My sister asked me, "Do you want one?" I said yeah. My sister gave me a blowjob and wow, just like my friends, it was the best blowjob that I ever had. As an older brother, I couldn't be more prouder.
I told my mom, "Do you want to see a magic trick?" She said yes. I said, "You are going to have a hot dog and cream pie together." My mom said, "No, I'm not," but I told my mom, "I'm going to need your assistance." First, I need you to lick and suck on my hot dog that is attached to me, which she did. The next minute my mom has a cream pie over her face. Then I told my mom, "You see, you are going to have a hot dog and cream pie together." Then my mom said, "When you are right, you are right."
What’s the rarest gun to find in Africa?
A water gun...
What do you call a banana that can dance?
CHUPAPIMUNYANYO BUISNESS [sic]
The little girl's dad was Jewish and her mom was Catholic. Mom had been taking the little girl to church every Sunday.

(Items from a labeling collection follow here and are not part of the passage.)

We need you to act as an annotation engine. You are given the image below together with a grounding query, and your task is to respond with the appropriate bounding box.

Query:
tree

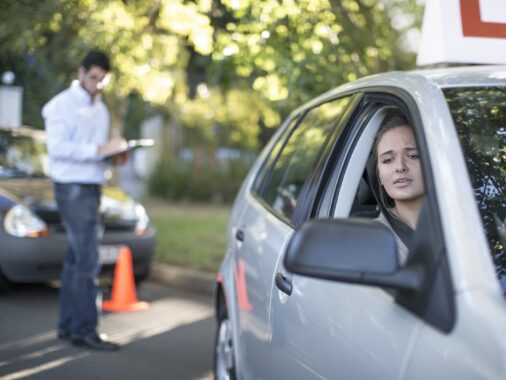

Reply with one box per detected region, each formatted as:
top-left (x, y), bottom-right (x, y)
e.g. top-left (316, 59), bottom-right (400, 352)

top-left (0, 0), bottom-right (422, 149)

One Sunday, during High Mass, the little girl whispers to her mom, “Mom, can we go home now?”
“No honey, not yet,” replied the mother, “the Mass is only half over.”
“Then we can go now, Mom. I'm half Jewish.”
Why can't fat kids play poker?
They eat all the chips.
Donald Trump took the bullet better than Joe Biden took the stairs.
What's the difference between Derek Boogaard and Kurt Cobain? Nothing, they were both fucked in the brain when they died.
I really used to be into emo chicks. Now they just don't make the cut.
My lesbian neighbors and my sister gave me a Rolex for my birthday. I guess they misunderstood when I said I wanted a watch.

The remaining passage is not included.